Monday, Mar. 17, 1941
A New Star
". , . A tremendous influx of skilled labor brought sharply to the attention of the Star the need for a bright, compact newspaper in modern tempo. At the same time . . . a modern motor-coach system . . . makes the old, large newspaper impractical to read while riding." Thus last week the Seattle Star gave its reason for becoming the Pacific Northwest's first tabloid. There were other reasons. They were something of a tabloid story in themselves--a story of mismanaged inheritance, hairbreadth financial escapes, family squabbling.

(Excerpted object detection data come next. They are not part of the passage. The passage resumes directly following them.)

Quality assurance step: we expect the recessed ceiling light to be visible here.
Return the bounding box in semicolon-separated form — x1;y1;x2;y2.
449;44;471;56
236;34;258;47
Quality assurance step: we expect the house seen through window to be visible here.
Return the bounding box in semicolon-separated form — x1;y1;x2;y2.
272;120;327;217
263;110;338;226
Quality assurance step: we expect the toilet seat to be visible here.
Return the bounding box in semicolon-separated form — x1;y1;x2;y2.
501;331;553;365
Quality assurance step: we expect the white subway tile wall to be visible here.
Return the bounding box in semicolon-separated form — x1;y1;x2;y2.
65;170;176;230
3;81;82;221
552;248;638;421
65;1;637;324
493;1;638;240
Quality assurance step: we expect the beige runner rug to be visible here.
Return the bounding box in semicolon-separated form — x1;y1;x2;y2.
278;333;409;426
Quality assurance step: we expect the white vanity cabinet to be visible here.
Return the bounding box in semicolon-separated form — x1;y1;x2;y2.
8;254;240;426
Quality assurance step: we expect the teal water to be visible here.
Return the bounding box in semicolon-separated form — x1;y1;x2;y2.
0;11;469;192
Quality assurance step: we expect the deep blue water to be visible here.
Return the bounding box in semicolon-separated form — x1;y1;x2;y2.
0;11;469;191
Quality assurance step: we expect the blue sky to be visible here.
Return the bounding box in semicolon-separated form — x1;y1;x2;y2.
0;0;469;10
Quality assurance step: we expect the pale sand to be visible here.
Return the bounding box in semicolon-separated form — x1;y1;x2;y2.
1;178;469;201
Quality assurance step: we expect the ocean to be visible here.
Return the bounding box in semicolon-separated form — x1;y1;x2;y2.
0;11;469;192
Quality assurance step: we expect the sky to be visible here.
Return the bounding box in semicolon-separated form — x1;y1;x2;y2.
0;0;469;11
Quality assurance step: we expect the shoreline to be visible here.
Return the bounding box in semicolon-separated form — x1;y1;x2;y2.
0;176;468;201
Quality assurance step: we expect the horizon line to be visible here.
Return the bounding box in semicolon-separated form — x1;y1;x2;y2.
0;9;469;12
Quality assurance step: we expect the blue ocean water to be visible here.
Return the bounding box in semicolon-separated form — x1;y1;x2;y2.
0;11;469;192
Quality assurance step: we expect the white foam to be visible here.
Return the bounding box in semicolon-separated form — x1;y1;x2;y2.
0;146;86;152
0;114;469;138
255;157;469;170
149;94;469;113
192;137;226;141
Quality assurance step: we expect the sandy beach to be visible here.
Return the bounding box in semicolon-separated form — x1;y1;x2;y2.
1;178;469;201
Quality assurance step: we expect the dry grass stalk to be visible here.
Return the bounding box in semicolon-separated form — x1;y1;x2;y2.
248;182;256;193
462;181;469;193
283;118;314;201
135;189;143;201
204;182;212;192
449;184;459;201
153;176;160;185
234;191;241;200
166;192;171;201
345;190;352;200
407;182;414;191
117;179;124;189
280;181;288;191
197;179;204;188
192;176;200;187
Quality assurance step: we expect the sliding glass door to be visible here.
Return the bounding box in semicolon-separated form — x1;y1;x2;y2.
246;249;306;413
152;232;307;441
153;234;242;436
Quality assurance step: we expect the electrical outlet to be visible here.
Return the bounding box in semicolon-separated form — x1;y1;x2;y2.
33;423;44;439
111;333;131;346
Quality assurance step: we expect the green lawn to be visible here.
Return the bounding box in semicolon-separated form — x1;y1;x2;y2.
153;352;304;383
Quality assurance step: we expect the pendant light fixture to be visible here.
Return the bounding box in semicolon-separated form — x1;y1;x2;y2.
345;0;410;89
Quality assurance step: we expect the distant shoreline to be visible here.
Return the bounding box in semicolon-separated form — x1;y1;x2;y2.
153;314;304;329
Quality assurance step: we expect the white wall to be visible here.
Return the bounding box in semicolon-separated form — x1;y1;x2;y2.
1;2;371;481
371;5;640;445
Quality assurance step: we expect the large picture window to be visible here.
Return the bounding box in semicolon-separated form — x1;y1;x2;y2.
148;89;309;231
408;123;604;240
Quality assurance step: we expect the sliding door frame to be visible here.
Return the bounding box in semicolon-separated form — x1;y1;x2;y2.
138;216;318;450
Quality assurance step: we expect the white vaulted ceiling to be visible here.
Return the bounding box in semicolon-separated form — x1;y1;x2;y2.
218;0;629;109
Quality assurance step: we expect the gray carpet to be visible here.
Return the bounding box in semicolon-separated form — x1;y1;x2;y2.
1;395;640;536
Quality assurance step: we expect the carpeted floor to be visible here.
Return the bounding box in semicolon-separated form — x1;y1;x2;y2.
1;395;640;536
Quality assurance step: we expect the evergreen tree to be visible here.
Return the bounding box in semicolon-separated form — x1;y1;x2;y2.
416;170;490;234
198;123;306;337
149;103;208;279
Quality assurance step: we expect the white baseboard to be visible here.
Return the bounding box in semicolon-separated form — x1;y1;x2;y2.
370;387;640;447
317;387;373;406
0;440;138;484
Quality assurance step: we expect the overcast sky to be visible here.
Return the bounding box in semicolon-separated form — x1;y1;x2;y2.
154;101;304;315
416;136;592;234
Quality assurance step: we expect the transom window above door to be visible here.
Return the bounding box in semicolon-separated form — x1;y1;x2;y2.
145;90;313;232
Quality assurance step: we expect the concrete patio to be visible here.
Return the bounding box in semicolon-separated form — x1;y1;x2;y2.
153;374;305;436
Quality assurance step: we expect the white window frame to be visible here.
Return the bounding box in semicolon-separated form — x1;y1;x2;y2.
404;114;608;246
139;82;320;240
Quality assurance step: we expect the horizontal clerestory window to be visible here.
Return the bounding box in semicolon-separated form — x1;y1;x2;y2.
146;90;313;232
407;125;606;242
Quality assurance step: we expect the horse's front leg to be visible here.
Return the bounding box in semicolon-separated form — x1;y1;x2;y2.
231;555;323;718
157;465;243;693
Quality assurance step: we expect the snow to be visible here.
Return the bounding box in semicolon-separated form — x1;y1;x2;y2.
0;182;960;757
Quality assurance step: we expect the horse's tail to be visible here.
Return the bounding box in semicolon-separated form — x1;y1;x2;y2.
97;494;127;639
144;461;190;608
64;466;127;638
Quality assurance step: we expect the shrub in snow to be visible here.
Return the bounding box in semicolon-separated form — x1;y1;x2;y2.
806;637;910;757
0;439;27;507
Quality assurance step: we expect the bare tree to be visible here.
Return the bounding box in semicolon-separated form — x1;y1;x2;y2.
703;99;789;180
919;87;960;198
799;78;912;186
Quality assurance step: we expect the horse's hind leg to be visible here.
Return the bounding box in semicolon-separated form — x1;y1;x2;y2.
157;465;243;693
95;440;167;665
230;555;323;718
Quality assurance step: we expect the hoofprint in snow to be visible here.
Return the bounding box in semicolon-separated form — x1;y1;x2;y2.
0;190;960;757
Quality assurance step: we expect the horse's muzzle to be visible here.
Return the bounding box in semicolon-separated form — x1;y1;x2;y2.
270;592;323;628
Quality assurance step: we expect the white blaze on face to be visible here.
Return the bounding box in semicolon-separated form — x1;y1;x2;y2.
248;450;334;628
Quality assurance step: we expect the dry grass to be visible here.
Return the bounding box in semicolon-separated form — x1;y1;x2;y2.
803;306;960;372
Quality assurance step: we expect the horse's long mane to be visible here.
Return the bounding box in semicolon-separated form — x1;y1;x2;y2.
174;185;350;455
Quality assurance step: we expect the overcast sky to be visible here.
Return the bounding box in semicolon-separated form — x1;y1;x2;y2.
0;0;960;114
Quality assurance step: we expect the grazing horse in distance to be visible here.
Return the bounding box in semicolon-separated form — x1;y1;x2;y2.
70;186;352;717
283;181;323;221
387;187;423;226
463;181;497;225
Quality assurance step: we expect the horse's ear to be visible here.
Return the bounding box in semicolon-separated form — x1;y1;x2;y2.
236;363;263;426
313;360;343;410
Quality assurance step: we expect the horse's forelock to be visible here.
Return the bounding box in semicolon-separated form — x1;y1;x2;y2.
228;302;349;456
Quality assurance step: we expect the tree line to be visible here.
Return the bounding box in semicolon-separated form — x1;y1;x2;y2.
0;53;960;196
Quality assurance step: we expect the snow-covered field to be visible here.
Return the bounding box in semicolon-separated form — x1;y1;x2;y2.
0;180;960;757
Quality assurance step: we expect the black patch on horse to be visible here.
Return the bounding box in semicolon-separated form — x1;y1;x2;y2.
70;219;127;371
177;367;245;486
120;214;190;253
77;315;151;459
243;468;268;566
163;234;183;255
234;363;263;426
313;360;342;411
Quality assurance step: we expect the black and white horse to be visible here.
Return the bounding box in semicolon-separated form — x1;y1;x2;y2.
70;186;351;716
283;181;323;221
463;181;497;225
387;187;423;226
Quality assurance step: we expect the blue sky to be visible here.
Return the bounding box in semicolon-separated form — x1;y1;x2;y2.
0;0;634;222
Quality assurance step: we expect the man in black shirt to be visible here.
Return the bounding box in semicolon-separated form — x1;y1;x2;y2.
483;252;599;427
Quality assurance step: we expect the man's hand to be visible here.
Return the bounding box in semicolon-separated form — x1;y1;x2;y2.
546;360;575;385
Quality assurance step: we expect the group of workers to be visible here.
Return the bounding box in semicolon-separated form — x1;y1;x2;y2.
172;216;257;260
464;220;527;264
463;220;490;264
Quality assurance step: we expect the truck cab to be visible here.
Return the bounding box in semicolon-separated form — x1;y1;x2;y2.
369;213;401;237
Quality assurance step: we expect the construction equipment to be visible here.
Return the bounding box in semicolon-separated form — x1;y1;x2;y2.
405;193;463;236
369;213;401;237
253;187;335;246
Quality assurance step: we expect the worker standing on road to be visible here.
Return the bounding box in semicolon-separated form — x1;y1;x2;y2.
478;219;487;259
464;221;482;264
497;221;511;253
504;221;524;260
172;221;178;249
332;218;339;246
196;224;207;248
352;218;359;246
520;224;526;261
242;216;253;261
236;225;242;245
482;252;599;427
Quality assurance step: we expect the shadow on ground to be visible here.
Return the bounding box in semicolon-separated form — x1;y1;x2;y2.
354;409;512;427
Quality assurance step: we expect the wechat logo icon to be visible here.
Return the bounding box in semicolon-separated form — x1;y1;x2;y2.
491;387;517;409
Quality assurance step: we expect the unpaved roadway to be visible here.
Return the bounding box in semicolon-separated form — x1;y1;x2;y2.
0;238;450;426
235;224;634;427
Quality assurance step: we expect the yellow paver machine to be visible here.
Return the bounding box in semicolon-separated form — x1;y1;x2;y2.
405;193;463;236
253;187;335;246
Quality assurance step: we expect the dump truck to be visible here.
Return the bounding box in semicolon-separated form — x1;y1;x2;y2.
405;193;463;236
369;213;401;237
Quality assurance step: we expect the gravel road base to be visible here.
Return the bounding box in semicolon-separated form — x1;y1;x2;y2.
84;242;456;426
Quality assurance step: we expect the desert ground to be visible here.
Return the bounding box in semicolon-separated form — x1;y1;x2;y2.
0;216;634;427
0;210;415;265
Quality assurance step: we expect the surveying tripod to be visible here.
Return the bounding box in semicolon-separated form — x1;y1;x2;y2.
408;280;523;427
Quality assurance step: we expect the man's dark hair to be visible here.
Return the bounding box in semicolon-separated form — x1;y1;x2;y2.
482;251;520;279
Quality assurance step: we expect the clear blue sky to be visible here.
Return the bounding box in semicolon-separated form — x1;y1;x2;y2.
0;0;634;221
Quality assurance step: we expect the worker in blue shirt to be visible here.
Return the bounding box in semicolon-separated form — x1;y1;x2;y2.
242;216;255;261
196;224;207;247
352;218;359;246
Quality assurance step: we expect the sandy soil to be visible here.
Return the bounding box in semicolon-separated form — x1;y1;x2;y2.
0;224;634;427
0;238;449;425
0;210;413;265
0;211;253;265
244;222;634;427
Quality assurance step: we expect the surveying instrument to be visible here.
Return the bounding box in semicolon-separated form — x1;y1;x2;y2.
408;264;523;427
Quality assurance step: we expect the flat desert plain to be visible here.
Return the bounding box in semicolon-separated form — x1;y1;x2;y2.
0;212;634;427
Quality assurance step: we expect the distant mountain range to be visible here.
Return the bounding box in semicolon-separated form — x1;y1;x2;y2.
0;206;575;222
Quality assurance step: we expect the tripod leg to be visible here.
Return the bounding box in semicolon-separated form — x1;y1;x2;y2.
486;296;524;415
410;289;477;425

Trouble started when the Scripps League chain (eleven papers, mostly in the Northwest) was taken over by the two strapping sons of its chief founder, James George Scripps (son of the late, great Edward Wyllis Scripps). The Scripps boys came into control when their mother in 1928 made an installment deal to buy the stock of Scripps League Co-Founder Leroy Sanders, who since then has given the Scripps boys many a headache.
Tough luck dogged the inexperienced Scripps boys from the start. Drastic salary cuts (excepting their own) and mutual mistrust soured their employe relations. A Seattle Guild strike heavily sapped circulation and advertising; they had to pay seven months' back wages besides. Fumbling editorial policy cost still more heavily. In order to pay the installments due Sanders, they had to sell two profitmakers, the Portland News-Telegram and the San Luis Obispo Telegram-Tribune.
By last June the Seattle Star, their largest paper, had lost all but one department-store ad contract. Sanders, who still owned 15% of Star stock, squawked deafeningly. The boys tried to sell the Star, found no buyers.
At that point Star Publisher Frank Taylor got his dander up. Deciding the Star had a fighting chance, he got the Guild to agree to 15 economy firings--provided he forked over $7,000 cash severance pay. The Star did not have it. The bank refused to lend it--having already kissed its $100,000 Star loan goodby. The Star decided to fold. Then came a last-minute rescue. When the remaining staff pledged part of what severance pay they would get if the paper later folded, the bank agreed to a loan. Publisher Taylor began thinking about a total tabloid.
Three months later came an unexpected break. It was the Scripps boys' younger sister Ellen, smart, temperamental, strong-minded, twice-married Mrs. Ellen Browning Scripps Balentine Davis. From San Diego, hot-eyed over the cold state of family finances, Sister Ellen went storming to Seattle. From then on things happened fast. Office expenses were slashed.
Brothers Jim and Ed were eased out of control. The affairs of the Star were turned over to a three-man board representing the Scripps family, Leroy Sanders and the bank. They gave Publisher Taylor a free hand.
Editor Sax Bradford went to South America. To get out the new tabloid, Sports Editor Cliff Harrison was made editor. On its first day as a tabloid the Star gained 10,000 readers, lost only 800 of them the second, has gained steadily since--from 65,000 to 75,000.
Such was the story, rather than the one told by Publisher Taylor, that Seattle newspaper rivals saw behind the Star's change of face. But they agreed that Seattle's defense boom and swelling population afford the Star a real chance to get back on its feet.